What brought you to the U of A Faculty of Education?
I come from a long line of U of A alumni as the daughter of Muslim immigrants who came to the University of Alberta in the early 1960s. My mom completed her BEd and MEd and my dad completed his PhD at the U of A. I am also a U of A alum, completing my BEd and PhD here. My eldest daughter is in her second year at the U of A.
How did you become involved in working in Equity, Diversity and Inclusivity? What does that term mean to you in the context of education?
Both my master's and doctoral work were grounded in equity and anti-oppression. As a racialized woman, my experiences as a young student, then as a young teacher and now as a (still young!) teacher educator have afforded me lived experiences with gendered racism. I feel it is my responsibility to combine my academic expertise with my lived experience to highlight that it is no longer enough to just be antiracist. Diverse schools don't always equate to equitable schools. As educators, we need to make sure that while we build cultural capacity, to always be sure we are not othering in the process. The road to antiracism has to happen on many levels: individual, community, and institutional. We must be called to act even when we are uncertain, not fully informed and mostly when we are uncomfortable.
What is your goal or vision as special advisor, EDI and racial justice in the Faculty of Education?
We are at a very crucial moment in our University's history; through this restructuring process, we have the capacity to make some very progressive changes to our current structures of education, leadership and governance. I would like to see all our decisions made through the lens of our Equity mandate: to understand that many or all of our decisions will impact equity-deserving groups the most. It's time to start considering how we build capacity and for whom. Part of shifting culture is understanding and acknowledging how, institutionally, we are also complicit in the harm. Many institutions have created some excellent anti-oppressive paper work but this paper work is not grounded in action and accountability. I would like to see our Faculty grounded in IDDEA: Inclusion, Diversity, Decolonization, Equity and Accountability/Action.
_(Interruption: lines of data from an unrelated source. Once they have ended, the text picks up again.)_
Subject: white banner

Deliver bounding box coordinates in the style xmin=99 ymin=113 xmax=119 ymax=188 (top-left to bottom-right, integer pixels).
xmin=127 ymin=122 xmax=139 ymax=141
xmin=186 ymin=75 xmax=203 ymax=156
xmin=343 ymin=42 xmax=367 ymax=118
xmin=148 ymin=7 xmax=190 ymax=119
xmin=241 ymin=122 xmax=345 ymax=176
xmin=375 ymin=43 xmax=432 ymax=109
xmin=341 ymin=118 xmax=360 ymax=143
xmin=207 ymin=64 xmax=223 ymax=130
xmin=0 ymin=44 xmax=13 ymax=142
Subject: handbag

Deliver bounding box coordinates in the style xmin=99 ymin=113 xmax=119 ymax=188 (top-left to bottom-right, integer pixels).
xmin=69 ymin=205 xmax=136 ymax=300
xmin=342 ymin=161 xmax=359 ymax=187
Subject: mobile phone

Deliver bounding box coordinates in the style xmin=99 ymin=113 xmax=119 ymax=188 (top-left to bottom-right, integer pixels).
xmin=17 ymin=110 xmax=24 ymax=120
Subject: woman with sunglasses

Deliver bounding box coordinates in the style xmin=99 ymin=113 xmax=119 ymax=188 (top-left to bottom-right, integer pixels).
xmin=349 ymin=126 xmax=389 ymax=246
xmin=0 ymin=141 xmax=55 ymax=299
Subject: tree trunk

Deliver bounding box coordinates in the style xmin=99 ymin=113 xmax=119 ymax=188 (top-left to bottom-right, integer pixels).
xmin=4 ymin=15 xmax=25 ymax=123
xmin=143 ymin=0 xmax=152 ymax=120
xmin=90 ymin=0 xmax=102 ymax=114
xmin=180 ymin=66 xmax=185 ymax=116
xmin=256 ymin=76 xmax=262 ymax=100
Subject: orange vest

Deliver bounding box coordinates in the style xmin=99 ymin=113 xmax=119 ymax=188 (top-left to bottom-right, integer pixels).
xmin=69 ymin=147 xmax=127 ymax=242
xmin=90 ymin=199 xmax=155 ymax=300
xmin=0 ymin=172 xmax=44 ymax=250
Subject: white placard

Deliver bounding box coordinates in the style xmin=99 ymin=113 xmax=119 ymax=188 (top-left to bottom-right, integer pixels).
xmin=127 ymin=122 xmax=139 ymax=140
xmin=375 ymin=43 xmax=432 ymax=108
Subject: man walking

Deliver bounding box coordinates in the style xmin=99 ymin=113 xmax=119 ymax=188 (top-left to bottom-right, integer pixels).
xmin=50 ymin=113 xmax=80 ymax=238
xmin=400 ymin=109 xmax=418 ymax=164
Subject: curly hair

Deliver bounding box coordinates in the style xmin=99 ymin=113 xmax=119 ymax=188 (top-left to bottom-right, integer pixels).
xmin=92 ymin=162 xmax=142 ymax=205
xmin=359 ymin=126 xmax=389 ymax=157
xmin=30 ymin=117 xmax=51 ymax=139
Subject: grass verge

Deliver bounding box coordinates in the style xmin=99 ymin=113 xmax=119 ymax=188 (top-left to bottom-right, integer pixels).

What does a typical work day consist of?
7 a.m.: Wake up, train or run, get my kids off to school, head to work, teach. 3 p.m.: pick up my kids, walk my dogs, dinner with the family, another walk (if it's warm!), marking, emails, class prep. 9 p.m.: The National, Netflix, reset.
What is your favourite part of the work you do? What do you find most challenging?
Working with preservice teachers and then seeing them in practice years later. I will always ground my teaching in relationships built on trust, mutual respect and reciprocity. What I find most challenging (while at the same time, rewarding) is finding ways to constantly check my teaching practice; what does it mean to decolonize my teaching? Our current systems of education are grounded in some very colonial practices. How do we dismantle and rebuild equitable teaching practices?
What advice do you have for preservice teachers?
One of my favourite quotes that sums up my advice to preservice educators comes from the legendary Toni Morrison: "When you get these jobs that you have been so brilliantly trained for, just remember that your real job is that if you are free, you need to free somebody else. If you have some power, then your job is to empower somebody else." Acknowledge your privilege and be an edu-activist. Teaching is one of the most vulnerable professions and what a privilege it is to teach the young people who will be our next world leaders, prime ministers, and future change agents.
What do you like to do in your spare time?
What's spare time?? Ha ha, when I do have some, I have discovered how powerful daily walks can be for my mental, spiritual and physical health, or you can catch me coaching boxing, also great for my health!